Wanted to be certain that was crystal clear -- because the shoddy treatment of classified information by members of the WHIG, and especially the Vice President's office and the neocons allied therewith, who were using each other for confirmation, spin, and who knows what else with the media needs some substantial investigative reporting. And understanding the basics really highlights that need.

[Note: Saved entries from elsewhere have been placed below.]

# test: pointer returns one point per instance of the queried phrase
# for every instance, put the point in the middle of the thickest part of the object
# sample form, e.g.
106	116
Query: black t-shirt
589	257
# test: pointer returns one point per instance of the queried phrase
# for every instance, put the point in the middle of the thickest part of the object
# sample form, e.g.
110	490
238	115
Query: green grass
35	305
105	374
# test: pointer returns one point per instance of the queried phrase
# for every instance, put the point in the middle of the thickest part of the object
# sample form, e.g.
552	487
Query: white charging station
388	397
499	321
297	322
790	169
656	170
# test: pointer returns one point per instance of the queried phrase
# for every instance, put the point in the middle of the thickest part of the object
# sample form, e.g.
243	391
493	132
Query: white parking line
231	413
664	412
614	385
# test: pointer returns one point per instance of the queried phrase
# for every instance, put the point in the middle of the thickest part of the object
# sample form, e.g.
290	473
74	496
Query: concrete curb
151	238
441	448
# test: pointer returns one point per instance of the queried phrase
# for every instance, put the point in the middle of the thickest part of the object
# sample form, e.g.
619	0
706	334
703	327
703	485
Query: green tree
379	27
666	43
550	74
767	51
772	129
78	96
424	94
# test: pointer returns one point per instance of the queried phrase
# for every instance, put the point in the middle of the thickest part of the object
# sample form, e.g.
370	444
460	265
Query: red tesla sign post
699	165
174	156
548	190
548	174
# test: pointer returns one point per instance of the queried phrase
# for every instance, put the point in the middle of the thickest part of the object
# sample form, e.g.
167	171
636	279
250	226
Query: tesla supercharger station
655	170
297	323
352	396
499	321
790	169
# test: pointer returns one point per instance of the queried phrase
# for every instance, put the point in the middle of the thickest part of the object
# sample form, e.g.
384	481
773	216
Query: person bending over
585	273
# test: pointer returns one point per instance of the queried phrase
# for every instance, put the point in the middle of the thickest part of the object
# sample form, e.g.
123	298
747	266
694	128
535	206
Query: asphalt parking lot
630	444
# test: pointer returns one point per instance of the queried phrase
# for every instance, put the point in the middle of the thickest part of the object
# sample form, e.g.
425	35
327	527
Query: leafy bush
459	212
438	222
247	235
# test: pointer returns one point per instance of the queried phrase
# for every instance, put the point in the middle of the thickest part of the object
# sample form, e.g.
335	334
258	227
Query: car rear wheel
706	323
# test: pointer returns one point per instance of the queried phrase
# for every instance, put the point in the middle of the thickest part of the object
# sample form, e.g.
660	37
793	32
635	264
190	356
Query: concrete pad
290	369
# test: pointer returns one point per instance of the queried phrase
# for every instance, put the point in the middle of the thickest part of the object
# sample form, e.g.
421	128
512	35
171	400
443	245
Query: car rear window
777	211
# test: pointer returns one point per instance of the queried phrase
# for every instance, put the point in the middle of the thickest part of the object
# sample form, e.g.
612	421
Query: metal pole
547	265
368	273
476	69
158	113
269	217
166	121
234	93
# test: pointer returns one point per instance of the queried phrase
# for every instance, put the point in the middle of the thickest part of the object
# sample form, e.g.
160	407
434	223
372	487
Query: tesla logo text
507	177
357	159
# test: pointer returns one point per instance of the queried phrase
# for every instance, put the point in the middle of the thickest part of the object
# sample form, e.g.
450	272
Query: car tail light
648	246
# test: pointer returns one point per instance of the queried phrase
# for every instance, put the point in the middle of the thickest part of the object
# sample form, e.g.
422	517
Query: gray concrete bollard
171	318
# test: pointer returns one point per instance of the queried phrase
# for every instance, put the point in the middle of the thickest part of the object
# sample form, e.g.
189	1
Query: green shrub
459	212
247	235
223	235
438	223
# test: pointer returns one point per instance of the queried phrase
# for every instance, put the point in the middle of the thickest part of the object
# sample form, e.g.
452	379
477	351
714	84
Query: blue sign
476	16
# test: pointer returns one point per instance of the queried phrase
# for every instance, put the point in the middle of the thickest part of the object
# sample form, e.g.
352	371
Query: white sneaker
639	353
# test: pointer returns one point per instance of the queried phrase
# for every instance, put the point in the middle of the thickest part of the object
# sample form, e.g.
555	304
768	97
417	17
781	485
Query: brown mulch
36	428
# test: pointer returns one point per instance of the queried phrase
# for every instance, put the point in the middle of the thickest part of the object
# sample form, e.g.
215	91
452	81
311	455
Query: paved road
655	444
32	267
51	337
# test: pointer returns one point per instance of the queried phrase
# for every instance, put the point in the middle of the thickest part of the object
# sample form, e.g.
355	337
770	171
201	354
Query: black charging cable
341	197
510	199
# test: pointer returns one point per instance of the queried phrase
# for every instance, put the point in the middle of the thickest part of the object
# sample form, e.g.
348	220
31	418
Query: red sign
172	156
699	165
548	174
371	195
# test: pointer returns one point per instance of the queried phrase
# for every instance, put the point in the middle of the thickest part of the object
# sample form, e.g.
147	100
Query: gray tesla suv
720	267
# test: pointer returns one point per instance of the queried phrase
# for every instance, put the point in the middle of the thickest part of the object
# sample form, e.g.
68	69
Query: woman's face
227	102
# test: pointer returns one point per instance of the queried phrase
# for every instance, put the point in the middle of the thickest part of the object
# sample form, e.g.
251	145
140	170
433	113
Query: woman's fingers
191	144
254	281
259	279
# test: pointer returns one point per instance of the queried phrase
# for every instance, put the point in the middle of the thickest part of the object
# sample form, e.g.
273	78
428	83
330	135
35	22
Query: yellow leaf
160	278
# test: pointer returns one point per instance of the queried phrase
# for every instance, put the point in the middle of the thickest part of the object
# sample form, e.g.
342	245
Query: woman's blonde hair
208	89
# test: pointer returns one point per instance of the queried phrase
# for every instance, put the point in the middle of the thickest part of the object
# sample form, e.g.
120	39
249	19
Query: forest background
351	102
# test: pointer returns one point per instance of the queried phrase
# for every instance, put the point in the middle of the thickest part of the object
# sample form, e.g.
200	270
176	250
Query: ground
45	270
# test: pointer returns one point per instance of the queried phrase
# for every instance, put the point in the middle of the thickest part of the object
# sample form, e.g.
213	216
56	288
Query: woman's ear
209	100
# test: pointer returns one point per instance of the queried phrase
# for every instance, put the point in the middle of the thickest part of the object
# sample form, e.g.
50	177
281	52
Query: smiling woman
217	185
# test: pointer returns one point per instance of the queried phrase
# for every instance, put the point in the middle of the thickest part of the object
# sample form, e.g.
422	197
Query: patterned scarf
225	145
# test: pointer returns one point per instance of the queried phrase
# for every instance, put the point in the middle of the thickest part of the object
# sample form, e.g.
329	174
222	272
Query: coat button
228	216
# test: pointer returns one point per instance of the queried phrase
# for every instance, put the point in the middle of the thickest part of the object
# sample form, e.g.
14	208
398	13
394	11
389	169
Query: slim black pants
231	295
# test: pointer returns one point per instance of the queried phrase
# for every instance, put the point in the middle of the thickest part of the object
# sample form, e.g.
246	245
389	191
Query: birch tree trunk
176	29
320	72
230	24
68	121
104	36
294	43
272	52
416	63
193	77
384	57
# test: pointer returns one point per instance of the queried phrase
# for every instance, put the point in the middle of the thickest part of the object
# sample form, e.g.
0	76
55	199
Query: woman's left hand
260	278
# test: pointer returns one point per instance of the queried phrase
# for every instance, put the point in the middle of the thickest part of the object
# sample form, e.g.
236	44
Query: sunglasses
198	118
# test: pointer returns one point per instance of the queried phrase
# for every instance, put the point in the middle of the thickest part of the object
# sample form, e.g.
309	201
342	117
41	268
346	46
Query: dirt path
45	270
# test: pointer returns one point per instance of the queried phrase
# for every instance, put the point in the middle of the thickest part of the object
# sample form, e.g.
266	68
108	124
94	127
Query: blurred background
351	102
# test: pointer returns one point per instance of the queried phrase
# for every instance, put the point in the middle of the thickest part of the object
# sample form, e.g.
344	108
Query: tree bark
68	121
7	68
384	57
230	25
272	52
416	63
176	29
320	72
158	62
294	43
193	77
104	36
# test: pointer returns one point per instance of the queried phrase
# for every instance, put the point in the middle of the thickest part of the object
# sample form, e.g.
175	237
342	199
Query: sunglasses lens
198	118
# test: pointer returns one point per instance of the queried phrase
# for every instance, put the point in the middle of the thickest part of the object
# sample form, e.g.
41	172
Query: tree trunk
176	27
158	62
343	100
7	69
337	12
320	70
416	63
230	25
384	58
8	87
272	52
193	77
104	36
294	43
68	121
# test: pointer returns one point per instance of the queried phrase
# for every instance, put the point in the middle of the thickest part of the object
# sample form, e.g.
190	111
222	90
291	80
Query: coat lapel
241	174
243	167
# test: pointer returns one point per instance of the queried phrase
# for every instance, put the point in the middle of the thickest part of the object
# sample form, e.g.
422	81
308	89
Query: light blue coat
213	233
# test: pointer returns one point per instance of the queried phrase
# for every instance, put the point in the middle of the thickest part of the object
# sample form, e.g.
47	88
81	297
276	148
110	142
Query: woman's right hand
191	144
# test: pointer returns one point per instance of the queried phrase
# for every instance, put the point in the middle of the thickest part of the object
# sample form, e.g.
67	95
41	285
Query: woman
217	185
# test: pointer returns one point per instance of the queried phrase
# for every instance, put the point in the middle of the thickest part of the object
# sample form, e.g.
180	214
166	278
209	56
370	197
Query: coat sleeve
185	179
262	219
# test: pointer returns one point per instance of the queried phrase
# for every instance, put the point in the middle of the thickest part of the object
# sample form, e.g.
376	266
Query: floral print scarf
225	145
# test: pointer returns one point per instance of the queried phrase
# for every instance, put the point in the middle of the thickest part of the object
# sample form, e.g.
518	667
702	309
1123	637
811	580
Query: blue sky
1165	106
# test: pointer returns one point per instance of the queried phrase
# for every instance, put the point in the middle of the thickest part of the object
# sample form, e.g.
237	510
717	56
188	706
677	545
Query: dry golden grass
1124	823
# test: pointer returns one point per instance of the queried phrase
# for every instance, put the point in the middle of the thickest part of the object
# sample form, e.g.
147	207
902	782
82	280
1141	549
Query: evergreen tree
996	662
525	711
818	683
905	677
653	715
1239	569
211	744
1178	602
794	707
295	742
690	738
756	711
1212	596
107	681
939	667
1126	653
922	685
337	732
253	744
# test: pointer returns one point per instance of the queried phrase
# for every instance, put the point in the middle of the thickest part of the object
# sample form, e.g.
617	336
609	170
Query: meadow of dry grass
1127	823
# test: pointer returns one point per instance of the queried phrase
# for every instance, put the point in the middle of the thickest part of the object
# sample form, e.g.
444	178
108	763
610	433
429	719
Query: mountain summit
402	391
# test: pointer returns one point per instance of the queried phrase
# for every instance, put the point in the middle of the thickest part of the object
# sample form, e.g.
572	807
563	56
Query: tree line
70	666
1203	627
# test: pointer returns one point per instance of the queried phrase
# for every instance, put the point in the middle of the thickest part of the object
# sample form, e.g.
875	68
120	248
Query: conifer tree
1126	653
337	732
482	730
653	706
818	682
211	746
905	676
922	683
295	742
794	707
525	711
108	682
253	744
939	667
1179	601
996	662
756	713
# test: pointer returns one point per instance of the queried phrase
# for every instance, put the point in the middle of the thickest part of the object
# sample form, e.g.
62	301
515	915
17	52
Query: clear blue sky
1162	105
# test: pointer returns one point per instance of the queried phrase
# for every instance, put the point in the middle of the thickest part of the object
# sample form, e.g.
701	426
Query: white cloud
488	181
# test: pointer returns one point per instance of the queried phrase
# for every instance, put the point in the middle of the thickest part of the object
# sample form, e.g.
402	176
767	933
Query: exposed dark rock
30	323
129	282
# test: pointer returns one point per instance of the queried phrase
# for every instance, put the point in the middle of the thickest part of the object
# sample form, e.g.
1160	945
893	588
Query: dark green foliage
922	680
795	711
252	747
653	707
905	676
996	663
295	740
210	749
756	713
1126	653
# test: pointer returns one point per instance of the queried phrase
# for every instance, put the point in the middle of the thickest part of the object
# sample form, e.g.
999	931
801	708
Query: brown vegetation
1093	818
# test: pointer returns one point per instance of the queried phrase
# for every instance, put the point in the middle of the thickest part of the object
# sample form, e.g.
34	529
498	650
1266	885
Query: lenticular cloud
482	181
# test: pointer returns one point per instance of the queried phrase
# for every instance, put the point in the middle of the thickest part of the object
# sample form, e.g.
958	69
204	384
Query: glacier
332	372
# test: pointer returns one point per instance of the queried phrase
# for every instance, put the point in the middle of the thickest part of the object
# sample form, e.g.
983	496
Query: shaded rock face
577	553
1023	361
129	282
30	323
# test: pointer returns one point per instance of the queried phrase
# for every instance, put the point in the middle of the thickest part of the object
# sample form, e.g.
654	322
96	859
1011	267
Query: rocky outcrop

I said this yesterday and I'll repeat it. This image of "powerlessness" at a time when the Republicans are on the ropes is the biggest problem we face for the fall elections. If Democratic pols don't understand that they are flirting with terrible grassroots defeatism, then they are going to lose. They must take action (and I don't mean boring press conferences and 10 point plans) or it won't matter a damn if the Republicans are on the ropes --- demoralized Democrats are not going to bother with them. Come on. Speak for us. If not now, when?Armando
Declaring defeat NOW let's them off the hook now. It's not a question of trusting them, as one friend of mine wrote to me today. It's a question of understanding and thinking about what will be most effective in bringing pressure to bear on them in the battle to come.
I submit that declaring them a lost cause TODAY is not only not effective in this fight, it is harmful. Before we decry the defeatism of our Democratic officials it is best that we avoid it ourselves.